I don’t have a solution for handling this Winter of Discontent. All I’ve figured out, so far, is that it’s probably transient and typical of many others in my demographic. With that, I hope to keep moving forward, trying new things and discarding things weighing me down. I’ve been thinking a lot about where I would like to be in a few years and what makes me happy just as much as I’ve mulled over what makes me feel so out of sorts right now.
The constant in my life is finding solace in nature. It’s not just taking a walk in a garden, although that is definitely a way to lift spirits, it’s bringing nature close to awaken the senses dulled in winter months.
I keep a candle near my bed; Nest’s “Narcissus” – a smell that, for me, is reminiscent of winter holidays with family. My mother always had lovely paper whites blooming in shallow, pebble filled dishes set on the coffee table in the living room over the winter months. In Cleveland, any aroma of the earth, other than snow, was refreshing and welcomed (though my own family doesn’t like the smell). The candle is poured into a beautiful porcelain container etched with narcissus and is as lovely lit as it is unlit.
In addition to the candle, I like coaxing narcissus bulbs but this year I tried doing them individually in hourglass shaped glass containers tied with a gold wire-edged ribbon. They looked festive, I enjoyed watching the roots grow and they quickly popped open to expose the fragrant flower.
But I also had to get a few bunches of paper whites for a vase – for me, they fit with the season, I love their smell and I feel nostalgic for their flower during the winter holidays. I needed more than just a few sparse blooms.
Tulips, my favorite flower, are usually easy to find in any store this time of year and I’ve been fortunate, and grateful, to receive on two occasions beautiful bunches of vibrant, long lasting tulips. They brought color to my room after recuperating from some spinal procedures and definitely brightened my mood. Nature’s beauty, and the generosity and thought of my husband and a close friend, lifted my mood considerably.
Just when I think this area’s gardens are dull, I’m reminded by Elizabeth Lawrence’s “Through the Garden Gate” (edited by Bill Neal) that gardens are always alive and, if you are willing to be a student, full of lessons. The book, a recent gift from my very close, insightful and fellow gardening friend serves as a good reminder and is the perfect addition to my bedside library. The bedside library is simply a stack of books I like to – or need to – grab when I’m in dire need of awakening the senses that are obvious in warm months and more hidden in these cold, winter months.
As is the Stashower Custom, we receive amaryllis bulbs for a holiday gift.
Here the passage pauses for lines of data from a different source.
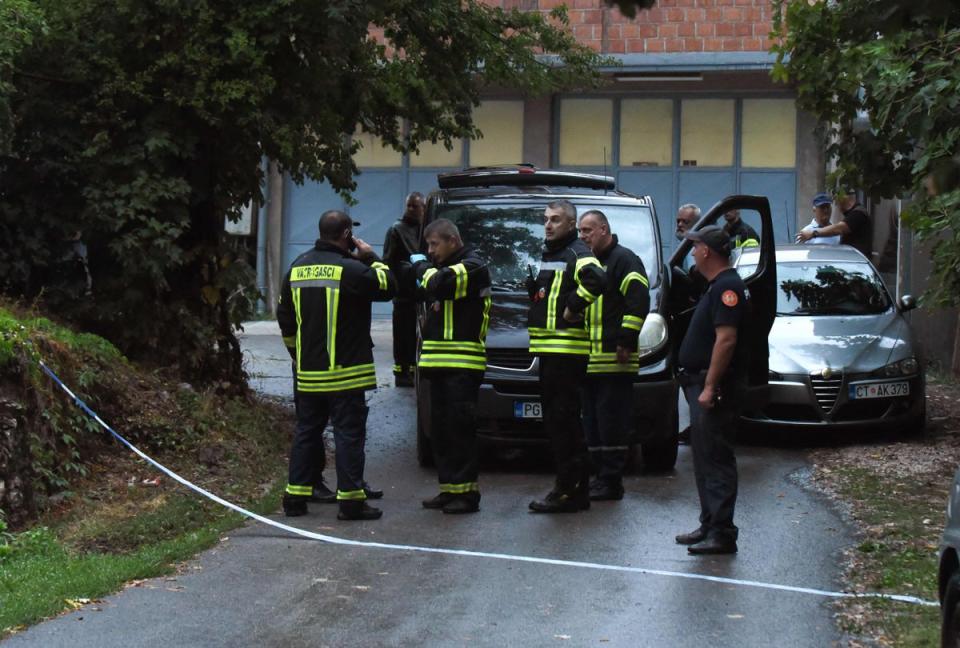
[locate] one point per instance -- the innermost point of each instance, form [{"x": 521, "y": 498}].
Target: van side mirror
[{"x": 907, "y": 303}]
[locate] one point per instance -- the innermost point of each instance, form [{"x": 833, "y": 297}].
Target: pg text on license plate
[
  {"x": 527, "y": 409},
  {"x": 879, "y": 390}
]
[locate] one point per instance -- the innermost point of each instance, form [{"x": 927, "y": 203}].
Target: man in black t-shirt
[
  {"x": 712, "y": 370},
  {"x": 854, "y": 229}
]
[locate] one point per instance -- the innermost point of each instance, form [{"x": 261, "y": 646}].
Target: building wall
[
  {"x": 678, "y": 57},
  {"x": 671, "y": 26}
]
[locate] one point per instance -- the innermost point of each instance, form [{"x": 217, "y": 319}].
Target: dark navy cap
[
  {"x": 822, "y": 199},
  {"x": 714, "y": 237}
]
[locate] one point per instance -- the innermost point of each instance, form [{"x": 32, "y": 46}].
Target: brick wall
[{"x": 671, "y": 26}]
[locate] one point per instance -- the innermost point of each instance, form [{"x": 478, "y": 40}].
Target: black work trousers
[
  {"x": 316, "y": 426},
  {"x": 348, "y": 413},
  {"x": 561, "y": 377},
  {"x": 714, "y": 463},
  {"x": 607, "y": 402},
  {"x": 453, "y": 402},
  {"x": 404, "y": 335}
]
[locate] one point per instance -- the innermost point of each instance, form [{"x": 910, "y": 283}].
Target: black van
[{"x": 499, "y": 211}]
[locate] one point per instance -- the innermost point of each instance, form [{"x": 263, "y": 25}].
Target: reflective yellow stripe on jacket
[
  {"x": 338, "y": 379},
  {"x": 563, "y": 341}
]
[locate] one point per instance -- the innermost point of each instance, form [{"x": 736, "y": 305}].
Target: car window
[
  {"x": 827, "y": 288},
  {"x": 510, "y": 237}
]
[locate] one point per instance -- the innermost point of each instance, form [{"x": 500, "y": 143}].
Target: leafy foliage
[
  {"x": 883, "y": 76},
  {"x": 19, "y": 22},
  {"x": 143, "y": 126}
]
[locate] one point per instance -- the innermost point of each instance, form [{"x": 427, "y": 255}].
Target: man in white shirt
[{"x": 822, "y": 208}]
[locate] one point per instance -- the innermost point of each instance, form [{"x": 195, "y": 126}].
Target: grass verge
[
  {"x": 896, "y": 493},
  {"x": 105, "y": 516},
  {"x": 44, "y": 574}
]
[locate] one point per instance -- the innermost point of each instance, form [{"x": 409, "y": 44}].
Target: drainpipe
[
  {"x": 262, "y": 248},
  {"x": 274, "y": 235}
]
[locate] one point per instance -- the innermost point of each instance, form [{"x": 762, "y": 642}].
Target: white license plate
[
  {"x": 879, "y": 390},
  {"x": 527, "y": 409}
]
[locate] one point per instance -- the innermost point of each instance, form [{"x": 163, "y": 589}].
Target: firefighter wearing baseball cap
[
  {"x": 712, "y": 366},
  {"x": 615, "y": 319},
  {"x": 455, "y": 284},
  {"x": 570, "y": 279},
  {"x": 324, "y": 317}
]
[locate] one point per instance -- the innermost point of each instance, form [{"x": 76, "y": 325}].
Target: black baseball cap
[{"x": 714, "y": 237}]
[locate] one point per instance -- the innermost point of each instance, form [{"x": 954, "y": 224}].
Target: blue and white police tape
[{"x": 473, "y": 554}]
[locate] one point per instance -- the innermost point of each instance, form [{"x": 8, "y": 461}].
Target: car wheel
[
  {"x": 424, "y": 446},
  {"x": 661, "y": 455},
  {"x": 950, "y": 610}
]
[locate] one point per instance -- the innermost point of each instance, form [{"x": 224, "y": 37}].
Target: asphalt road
[{"x": 262, "y": 587}]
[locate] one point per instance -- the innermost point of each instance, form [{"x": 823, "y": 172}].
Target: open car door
[{"x": 686, "y": 286}]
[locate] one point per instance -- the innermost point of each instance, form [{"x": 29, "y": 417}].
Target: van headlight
[{"x": 653, "y": 335}]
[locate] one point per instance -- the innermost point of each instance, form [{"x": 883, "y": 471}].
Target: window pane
[
  {"x": 586, "y": 130},
  {"x": 769, "y": 133},
  {"x": 706, "y": 132},
  {"x": 501, "y": 123},
  {"x": 437, "y": 155},
  {"x": 646, "y": 132},
  {"x": 374, "y": 154}
]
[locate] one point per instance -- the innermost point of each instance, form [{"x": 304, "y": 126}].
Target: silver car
[
  {"x": 948, "y": 578},
  {"x": 841, "y": 352}
]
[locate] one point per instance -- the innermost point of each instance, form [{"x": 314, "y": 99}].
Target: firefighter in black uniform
[
  {"x": 570, "y": 279},
  {"x": 324, "y": 317},
  {"x": 614, "y": 321},
  {"x": 712, "y": 371},
  {"x": 741, "y": 235},
  {"x": 403, "y": 239},
  {"x": 456, "y": 288}
]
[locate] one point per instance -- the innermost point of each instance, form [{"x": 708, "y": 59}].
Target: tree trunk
[{"x": 955, "y": 367}]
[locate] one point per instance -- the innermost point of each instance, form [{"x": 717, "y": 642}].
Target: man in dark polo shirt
[
  {"x": 712, "y": 370},
  {"x": 854, "y": 229}
]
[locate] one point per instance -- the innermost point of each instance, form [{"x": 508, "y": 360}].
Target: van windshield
[{"x": 510, "y": 237}]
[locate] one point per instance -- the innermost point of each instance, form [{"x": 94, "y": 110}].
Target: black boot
[
  {"x": 695, "y": 536},
  {"x": 606, "y": 490},
  {"x": 557, "y": 502},
  {"x": 358, "y": 510},
  {"x": 294, "y": 505}
]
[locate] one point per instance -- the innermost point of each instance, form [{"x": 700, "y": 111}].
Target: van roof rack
[{"x": 522, "y": 175}]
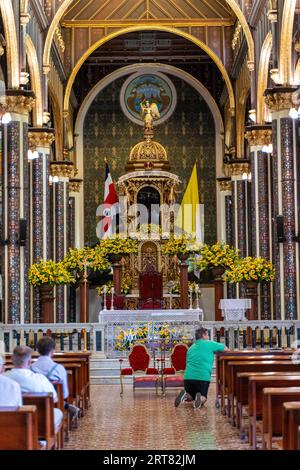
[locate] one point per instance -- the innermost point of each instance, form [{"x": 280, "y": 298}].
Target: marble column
[
  {"x": 261, "y": 171},
  {"x": 226, "y": 224},
  {"x": 241, "y": 210},
  {"x": 16, "y": 206},
  {"x": 61, "y": 172},
  {"x": 286, "y": 201},
  {"x": 40, "y": 140}
]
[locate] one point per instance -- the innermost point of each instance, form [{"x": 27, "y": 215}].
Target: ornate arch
[
  {"x": 286, "y": 41},
  {"x": 219, "y": 126},
  {"x": 262, "y": 81},
  {"x": 8, "y": 18},
  {"x": 187, "y": 36},
  {"x": 35, "y": 78},
  {"x": 67, "y": 3}
]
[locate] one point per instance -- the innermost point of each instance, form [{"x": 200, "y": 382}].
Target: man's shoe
[
  {"x": 198, "y": 401},
  {"x": 180, "y": 398}
]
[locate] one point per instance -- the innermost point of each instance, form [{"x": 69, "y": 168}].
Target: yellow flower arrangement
[
  {"x": 118, "y": 246},
  {"x": 49, "y": 272},
  {"x": 92, "y": 258},
  {"x": 181, "y": 245},
  {"x": 219, "y": 254},
  {"x": 251, "y": 269},
  {"x": 126, "y": 286}
]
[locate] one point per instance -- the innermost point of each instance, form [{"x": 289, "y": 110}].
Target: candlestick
[
  {"x": 112, "y": 298},
  {"x": 104, "y": 298},
  {"x": 191, "y": 298}
]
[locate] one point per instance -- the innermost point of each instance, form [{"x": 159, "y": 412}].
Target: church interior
[{"x": 149, "y": 207}]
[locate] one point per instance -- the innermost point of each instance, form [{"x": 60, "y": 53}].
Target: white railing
[{"x": 100, "y": 338}]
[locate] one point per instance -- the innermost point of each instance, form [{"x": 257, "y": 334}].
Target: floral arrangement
[
  {"x": 141, "y": 335},
  {"x": 219, "y": 254},
  {"x": 251, "y": 269},
  {"x": 118, "y": 246},
  {"x": 181, "y": 245},
  {"x": 126, "y": 286},
  {"x": 49, "y": 272},
  {"x": 92, "y": 258}
]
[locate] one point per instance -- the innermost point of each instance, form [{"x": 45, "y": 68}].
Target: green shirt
[{"x": 200, "y": 359}]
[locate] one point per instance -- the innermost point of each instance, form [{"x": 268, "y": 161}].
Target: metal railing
[{"x": 101, "y": 338}]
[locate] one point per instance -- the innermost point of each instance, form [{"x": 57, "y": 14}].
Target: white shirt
[
  {"x": 10, "y": 392},
  {"x": 53, "y": 371},
  {"x": 31, "y": 382}
]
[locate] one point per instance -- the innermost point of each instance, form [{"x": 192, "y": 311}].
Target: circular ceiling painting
[{"x": 154, "y": 87}]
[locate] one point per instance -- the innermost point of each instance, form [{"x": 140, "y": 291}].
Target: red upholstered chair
[
  {"x": 143, "y": 375},
  {"x": 173, "y": 376}
]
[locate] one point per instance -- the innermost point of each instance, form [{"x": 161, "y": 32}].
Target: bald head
[{"x": 21, "y": 357}]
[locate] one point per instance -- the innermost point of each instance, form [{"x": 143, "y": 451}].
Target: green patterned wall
[{"x": 188, "y": 136}]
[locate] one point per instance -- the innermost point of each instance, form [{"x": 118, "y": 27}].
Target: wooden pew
[
  {"x": 45, "y": 410},
  {"x": 242, "y": 396},
  {"x": 222, "y": 374},
  {"x": 273, "y": 399},
  {"x": 253, "y": 366},
  {"x": 291, "y": 422},
  {"x": 19, "y": 428},
  {"x": 255, "y": 409}
]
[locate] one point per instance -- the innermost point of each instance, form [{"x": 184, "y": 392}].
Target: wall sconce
[
  {"x": 252, "y": 115},
  {"x": 24, "y": 78}
]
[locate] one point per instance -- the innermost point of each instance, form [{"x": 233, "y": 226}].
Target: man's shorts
[{"x": 194, "y": 386}]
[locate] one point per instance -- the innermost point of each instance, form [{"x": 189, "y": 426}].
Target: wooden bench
[
  {"x": 273, "y": 399},
  {"x": 291, "y": 422},
  {"x": 242, "y": 396},
  {"x": 252, "y": 366},
  {"x": 222, "y": 373},
  {"x": 45, "y": 412},
  {"x": 19, "y": 428}
]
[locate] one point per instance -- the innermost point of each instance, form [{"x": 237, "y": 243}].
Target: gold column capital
[
  {"x": 17, "y": 101},
  {"x": 40, "y": 137},
  {"x": 225, "y": 184},
  {"x": 62, "y": 168},
  {"x": 75, "y": 184},
  {"x": 281, "y": 98},
  {"x": 259, "y": 135}
]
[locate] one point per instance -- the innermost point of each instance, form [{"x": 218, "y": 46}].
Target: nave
[{"x": 145, "y": 421}]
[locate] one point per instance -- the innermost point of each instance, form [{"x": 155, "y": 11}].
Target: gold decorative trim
[
  {"x": 60, "y": 40},
  {"x": 225, "y": 185},
  {"x": 280, "y": 100},
  {"x": 40, "y": 139},
  {"x": 259, "y": 136},
  {"x": 62, "y": 169}
]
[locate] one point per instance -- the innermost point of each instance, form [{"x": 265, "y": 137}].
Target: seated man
[
  {"x": 53, "y": 371},
  {"x": 31, "y": 382},
  {"x": 10, "y": 392}
]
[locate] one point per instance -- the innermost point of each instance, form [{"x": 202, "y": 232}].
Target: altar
[{"x": 123, "y": 328}]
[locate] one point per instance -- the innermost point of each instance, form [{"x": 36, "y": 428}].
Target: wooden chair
[
  {"x": 45, "y": 410},
  {"x": 291, "y": 423},
  {"x": 273, "y": 399},
  {"x": 19, "y": 428},
  {"x": 143, "y": 375},
  {"x": 173, "y": 376}
]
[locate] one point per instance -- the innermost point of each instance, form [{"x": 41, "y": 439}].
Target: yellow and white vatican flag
[{"x": 189, "y": 218}]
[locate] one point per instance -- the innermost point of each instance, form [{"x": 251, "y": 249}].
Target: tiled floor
[{"x": 146, "y": 421}]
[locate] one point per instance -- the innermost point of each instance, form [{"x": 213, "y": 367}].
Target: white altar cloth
[
  {"x": 234, "y": 309},
  {"x": 113, "y": 316}
]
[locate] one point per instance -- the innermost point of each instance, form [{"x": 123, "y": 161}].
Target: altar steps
[{"x": 107, "y": 371}]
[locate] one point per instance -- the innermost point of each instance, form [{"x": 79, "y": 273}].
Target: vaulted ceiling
[{"x": 112, "y": 10}]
The tradition began long ago and like clockwork, a bulb from White Flower Farm arrives in December and for several months, we enjoy watching them grow from bulb to blossom.
Past blogs have talked about the importance of this gift and how grateful I am that my father continues the tradition though it has been a few years since my mother passed away. Her aesthetics, joy in selecting the bulbs and delight in keeping track of their progress is as clear today as it was decades ago when she first started sending the bulbs.
There have been years of spectacular blooms and this year’s choice, Amaryllis Matterhorn, continues the streak. The bulb has two stalks; one has already blossomed and is past its prime, the second stalk is about to bloom.
It’s mid February and I’ve received several notices marking the anniversary of my mother’s passing is only a few weeks away. I know that contributes to the Winter of my Discontent. I miss my mother just as I miss the years when our family gathered in Cleveland. Maybe when I feel like I’m floundering and unsure about things, I should look to the constants in life and hold them close to my heart.
I miss you, mom.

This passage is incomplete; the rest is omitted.